Nell’Occidente medievale le parole avevano un valore performativo. Indubbiamente questo pensavano i vescovi quando fulminavano le scomuniche caricate del loro bagaglio di maledizioni (se ne è già parlato) o i monaci quando, in coda ad un atto di donazione di cui beneficiava il loro monastero, auguravano a chiunque avesse osato tentare di appropriarsi indebitamente del bene ricevuto, una serie di malattie tra le peggiori e di bruciare immediatamente all’inferno assieme ai peggiori peccatori della storia (Giuda, Pilato, Dathan, Abiron ecc.). In genere in questo tipo di operazione i monaci tendevano a saccheggiare le Sacre Scritture prelevando dal repertorio di maledizioni sparse nel Deuteronomio e nei Salmi. Naturalmente occorreva dimostrare che le parole non cadessero nel vuoto per cui si redigevano racconti utili allo scopo. Per esempio quello contenuto nei miracula di san Bavone di Gand in cui si narra di un tal Sigero, signorotto del luogo, il quale, oltre a farsi predatore dei beni del monastero del santo, offese quest’ultimo indirizzandogli tutto il suo sarcasmo nel gridare, mentre si percuoteva una gamba, che san Bavone altro non era se non l’equivalente di una pustula nella tibia. Egli venne allora maledetto e scomunicato e poco tempo dopo gli si aprì una ferita infetta gravissima proprio, guarda caso, nella tibia che si era toccato mentre offendeva il santo.





Ma le parole potevano anche guarire.
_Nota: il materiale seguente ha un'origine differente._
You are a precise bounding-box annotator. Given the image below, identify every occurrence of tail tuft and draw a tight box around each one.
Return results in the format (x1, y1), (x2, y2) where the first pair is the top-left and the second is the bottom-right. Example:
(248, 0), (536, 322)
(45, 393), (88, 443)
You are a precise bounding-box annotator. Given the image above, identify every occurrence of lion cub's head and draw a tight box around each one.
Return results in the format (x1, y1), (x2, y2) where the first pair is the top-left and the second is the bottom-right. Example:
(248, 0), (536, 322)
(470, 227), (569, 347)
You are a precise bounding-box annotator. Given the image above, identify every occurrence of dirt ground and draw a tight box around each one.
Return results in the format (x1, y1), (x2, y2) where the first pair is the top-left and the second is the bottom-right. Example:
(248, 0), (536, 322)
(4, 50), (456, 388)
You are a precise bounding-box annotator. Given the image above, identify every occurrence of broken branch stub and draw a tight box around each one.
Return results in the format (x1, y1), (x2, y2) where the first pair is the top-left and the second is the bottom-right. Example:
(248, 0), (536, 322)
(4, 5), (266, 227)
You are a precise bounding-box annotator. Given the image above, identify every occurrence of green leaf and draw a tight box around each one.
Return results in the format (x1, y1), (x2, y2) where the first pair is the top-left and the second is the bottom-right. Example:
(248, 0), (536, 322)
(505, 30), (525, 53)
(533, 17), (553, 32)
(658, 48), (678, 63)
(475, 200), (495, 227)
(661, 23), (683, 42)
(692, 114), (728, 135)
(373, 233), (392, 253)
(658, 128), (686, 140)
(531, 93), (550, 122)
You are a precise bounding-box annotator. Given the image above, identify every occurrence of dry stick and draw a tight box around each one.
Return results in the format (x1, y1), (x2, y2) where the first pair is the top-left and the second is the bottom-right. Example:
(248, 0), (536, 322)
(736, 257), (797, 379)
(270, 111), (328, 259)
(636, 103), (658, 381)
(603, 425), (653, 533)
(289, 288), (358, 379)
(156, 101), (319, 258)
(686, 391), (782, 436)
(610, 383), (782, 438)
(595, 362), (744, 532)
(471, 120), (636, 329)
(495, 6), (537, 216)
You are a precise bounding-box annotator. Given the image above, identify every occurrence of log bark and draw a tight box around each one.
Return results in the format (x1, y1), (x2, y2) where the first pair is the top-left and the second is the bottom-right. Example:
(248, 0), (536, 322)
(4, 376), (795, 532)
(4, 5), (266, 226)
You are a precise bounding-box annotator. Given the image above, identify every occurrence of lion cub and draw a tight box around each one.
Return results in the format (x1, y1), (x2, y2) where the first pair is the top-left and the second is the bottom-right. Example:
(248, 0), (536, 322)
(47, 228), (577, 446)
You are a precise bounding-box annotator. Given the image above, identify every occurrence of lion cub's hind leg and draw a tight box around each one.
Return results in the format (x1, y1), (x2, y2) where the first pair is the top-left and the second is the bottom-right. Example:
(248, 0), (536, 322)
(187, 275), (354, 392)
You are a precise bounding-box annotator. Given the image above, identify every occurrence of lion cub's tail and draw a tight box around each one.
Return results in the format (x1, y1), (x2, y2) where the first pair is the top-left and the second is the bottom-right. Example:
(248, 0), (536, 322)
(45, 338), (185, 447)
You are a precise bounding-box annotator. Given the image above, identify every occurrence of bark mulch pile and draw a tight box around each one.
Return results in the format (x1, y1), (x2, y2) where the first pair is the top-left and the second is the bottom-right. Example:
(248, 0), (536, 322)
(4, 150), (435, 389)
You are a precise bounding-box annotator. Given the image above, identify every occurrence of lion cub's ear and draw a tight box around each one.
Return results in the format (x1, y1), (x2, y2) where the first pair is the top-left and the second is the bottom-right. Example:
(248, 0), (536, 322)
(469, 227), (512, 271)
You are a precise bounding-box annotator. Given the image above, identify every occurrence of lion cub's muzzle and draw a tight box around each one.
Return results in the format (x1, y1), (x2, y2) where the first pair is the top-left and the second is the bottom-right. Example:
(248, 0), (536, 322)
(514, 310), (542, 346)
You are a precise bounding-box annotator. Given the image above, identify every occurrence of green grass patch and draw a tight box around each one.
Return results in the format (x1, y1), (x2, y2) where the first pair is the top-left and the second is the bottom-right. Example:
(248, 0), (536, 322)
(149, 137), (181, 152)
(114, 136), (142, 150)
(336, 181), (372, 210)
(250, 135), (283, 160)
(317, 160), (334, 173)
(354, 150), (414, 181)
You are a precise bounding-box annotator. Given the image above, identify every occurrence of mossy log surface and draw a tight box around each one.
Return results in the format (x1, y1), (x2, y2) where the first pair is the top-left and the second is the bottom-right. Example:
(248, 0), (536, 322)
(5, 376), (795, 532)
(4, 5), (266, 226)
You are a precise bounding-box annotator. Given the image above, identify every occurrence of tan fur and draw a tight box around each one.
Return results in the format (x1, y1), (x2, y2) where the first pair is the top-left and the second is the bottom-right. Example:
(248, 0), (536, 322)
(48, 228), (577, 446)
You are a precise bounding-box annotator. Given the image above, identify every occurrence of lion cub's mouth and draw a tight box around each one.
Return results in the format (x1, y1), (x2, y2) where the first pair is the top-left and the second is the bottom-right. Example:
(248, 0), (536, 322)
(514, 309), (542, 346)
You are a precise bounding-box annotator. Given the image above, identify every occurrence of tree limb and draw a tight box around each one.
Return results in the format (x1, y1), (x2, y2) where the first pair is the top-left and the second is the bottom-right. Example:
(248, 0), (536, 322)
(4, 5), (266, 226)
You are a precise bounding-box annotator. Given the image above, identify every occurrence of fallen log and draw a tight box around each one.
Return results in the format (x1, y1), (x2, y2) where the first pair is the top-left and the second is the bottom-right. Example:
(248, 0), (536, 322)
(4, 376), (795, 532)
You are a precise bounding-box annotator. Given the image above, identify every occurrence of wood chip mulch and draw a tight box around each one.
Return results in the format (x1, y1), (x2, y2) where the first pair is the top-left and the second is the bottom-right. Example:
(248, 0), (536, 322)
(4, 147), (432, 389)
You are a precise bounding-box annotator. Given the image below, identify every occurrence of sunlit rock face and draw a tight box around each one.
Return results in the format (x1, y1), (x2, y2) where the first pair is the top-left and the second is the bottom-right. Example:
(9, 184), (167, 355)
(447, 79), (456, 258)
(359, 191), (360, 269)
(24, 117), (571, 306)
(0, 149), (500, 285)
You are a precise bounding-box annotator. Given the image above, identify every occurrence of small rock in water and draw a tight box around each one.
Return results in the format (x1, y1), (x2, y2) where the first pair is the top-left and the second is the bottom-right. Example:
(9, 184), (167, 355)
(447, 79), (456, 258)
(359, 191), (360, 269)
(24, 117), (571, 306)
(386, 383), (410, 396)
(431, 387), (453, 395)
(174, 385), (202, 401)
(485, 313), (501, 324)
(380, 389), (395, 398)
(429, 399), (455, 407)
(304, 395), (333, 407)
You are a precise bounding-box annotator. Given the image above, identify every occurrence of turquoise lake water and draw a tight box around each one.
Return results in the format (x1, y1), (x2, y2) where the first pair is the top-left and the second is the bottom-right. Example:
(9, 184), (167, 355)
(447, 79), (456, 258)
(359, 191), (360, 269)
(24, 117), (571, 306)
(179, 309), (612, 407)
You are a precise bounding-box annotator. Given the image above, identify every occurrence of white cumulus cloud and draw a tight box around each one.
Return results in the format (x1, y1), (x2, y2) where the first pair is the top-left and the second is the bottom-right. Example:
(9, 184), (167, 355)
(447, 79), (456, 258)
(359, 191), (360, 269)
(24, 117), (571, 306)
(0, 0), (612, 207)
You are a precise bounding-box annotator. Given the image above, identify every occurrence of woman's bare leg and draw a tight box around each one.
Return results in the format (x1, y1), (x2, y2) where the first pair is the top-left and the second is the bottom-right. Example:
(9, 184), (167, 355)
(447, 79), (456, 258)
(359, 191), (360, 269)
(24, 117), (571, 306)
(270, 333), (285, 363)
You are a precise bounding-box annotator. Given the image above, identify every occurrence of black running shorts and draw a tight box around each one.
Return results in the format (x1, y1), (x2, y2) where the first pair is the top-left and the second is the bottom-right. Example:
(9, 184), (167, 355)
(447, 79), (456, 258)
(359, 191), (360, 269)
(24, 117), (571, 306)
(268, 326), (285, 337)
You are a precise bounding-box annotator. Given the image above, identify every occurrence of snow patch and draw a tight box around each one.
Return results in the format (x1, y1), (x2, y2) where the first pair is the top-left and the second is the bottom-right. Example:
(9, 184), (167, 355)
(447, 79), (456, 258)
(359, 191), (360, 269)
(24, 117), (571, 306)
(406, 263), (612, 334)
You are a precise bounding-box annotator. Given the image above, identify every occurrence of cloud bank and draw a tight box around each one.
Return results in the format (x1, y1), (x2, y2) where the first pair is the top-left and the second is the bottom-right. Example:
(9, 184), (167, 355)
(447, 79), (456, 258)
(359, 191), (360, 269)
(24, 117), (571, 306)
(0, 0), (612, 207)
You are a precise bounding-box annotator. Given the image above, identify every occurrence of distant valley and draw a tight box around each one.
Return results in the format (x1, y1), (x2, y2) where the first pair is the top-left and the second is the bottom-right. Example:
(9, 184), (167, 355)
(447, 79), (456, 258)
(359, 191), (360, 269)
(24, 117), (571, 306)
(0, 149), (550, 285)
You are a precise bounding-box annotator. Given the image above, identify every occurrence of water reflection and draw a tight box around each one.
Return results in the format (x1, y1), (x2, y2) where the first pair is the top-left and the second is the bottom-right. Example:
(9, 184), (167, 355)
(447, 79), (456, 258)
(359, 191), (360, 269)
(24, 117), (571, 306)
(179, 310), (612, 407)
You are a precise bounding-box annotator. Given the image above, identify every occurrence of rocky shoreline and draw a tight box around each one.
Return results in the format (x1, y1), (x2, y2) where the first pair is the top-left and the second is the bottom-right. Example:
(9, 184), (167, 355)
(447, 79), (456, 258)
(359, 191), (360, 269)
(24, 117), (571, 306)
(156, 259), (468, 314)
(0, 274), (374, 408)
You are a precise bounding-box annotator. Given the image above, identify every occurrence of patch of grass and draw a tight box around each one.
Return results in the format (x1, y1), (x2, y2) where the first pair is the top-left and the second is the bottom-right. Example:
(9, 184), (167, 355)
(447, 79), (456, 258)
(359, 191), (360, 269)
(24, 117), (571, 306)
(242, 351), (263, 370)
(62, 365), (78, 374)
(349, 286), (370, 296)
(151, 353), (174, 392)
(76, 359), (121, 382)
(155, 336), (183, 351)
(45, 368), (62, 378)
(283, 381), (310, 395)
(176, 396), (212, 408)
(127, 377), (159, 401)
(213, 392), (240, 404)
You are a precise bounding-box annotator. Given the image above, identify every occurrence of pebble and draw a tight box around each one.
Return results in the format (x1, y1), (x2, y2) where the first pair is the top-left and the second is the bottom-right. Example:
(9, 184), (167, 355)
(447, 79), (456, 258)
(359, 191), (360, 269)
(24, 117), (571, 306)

Esse erano pronunciate, scritte, ma anche mangiate e bevute. Alla malattia si poteva comandare di uscire dal corpo con gli stessi imperativi usati negli esorcismi; molte erbe medicinali avevano efficacia se raccolte mentre si pronunciava il Pater Noster; alcune formule dovevano essere scritte in piccoli fogli di pergamena ripiegati che il malato doveva indossare senza leggerne il contenuto; in qualche caso si doveva sciogliere l’inchiostro della formula scritta nella pergamena in un bicchiere d’acqua da porgere come salutare bevanda al malato. Gli incantamenta terapeutici potevano prevedere parole dal suono oscuro, spesso di origine ebraica o greca di provenienza biblica, ma nella maggior parte dei casi erano preghiere, brani estrapolati dalle Scritture (Vangelo, Salmi), invocazioni a santi che, per qualche ragione, avevano un rapporto con la malattia: Santa Veronica, l’emorroissa dei Vangeli (così almeno in Occidente venne identificata), contro i sanguinamenti; Longino, il centurione che con la lancia ferì il costato di Cristo, contro le suppurazioni da ferita (la ragione era da vedersi nel fatto che la ferita di Cristo non si infettò); Apollonia contro il mal di denti (alla santa, durante il martirio, strapparono tutti i denti); Lazzaro, colui che era resuscitato, divenne un personaggio da invocare durante il parto.